Por isso tudo, mesmo havendo
contradições entre os documentos não se pode negar que Francisco lá esteve.
Quais os objetivos de Francisco
quando desembarcou em Damieta e o que fez ele durante os meses em que passou
diante da cidade sitiada entre julho-agosto e novembro de 1219?
Certamente nunca passou por sua
cabeça associar-se à Cruzada na qualidade de combatente. Seu estado de vida de religioso
o impedia de pegar em armas e nada estava tão longe de seu estilo de vida,
avesso a toda forma de violência, nem como capelão militar.
Pode-se dizer que naquele
contexto ele via uma ocasião de colocar à prova o ideal evangélico dos Frades
Menores. De fato, Tiago de Vitry lamenta amargamente, em sua carta de 1220 ao
Papa que vários membros de seu relacionamento, tanto clérigos como leigos,
fascinados pela personalidade e exemplo de Francisco, o abandonaram durante o
cerco de Damieta para seguir o Poverello e entrar em sua Ordem.
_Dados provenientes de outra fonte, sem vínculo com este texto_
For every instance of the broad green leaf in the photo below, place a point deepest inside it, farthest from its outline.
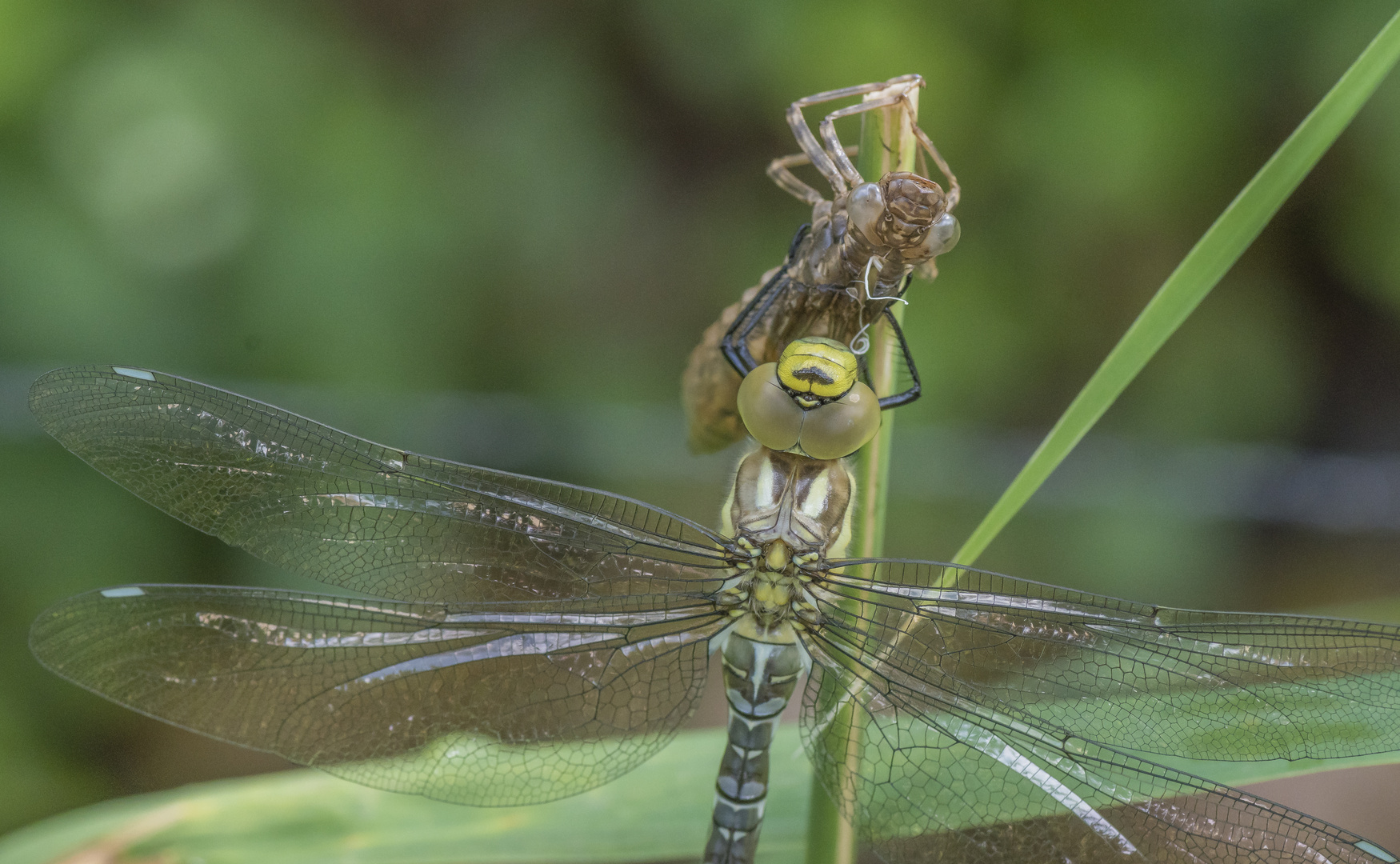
(661, 811)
Logo que chegou, Francisco se deu
conta que a situação estava bloqueada no plano militar e que as armas não
levariam a nada. O cerco da cidade já durava mais de um ano sem grandes
resultados e uma ofensiva lançada pelos cruzados em 29 de agosto de 1219 contra
as tropas do Sultão redundaram num fracasso sanguinolento.
Foi neste momento que Francisco,
aproveitando-se de uma trégua deixou o acampamento cristão e foi para o campo
adversário com um único companheiro, Frei Iluminado de Rieti depois de ter
comunicado ao legado Pelágio que lhe recusou todo salvo-conduto e não deixou de
manifestar a desaprovação pelo que estava pretendendo fazer.
Francisco teria gritado: “Sudam,
sudam” (sultão, sultão) ao aproximar-se das fileiras dos inimigos. Foi preso
pelos soldados egípcios que o conduziram a seu mestre. Nenhuma das fontes da
época afirma que tenha sido objeto de violências.
Na realidade o fato em si não tem
nada tão incrível porque este cristão por ser alguém que estivesse renegando
sua fé e quisesse mudar de campo de batalha ou de religião, ou um emissário dos
cruzados encarregado de uma mensagem diplomáticas.
O que as fontes
falam desse encontro? P.14
A respeito deste famoso encontro,
registrado por muitos cronistas e hagiógrafos, e imortalizado por Giotto no
ciclo de afrescos que pintou em torno de 1300 na Basílica superior de Assis, há
ao menos duas tradições: para os cronistas exteriores à Ordem franciscana,
Francisco teria procurado – na realidade em vão – converter o sultão e seu
povo. Tiago de Vitry, testemunha do acontecimento, assim escreve em sua carta
de 1220 ao Papa: “Ardente de zelo pela fé cristã, (Francisco) não teve medo em
atravessar o campo do inimigo, e depois de ter pregado por uns dias a Palavra
de Deus aos sarracenos, não conseguiu grandes resultados (modicum profecit)”.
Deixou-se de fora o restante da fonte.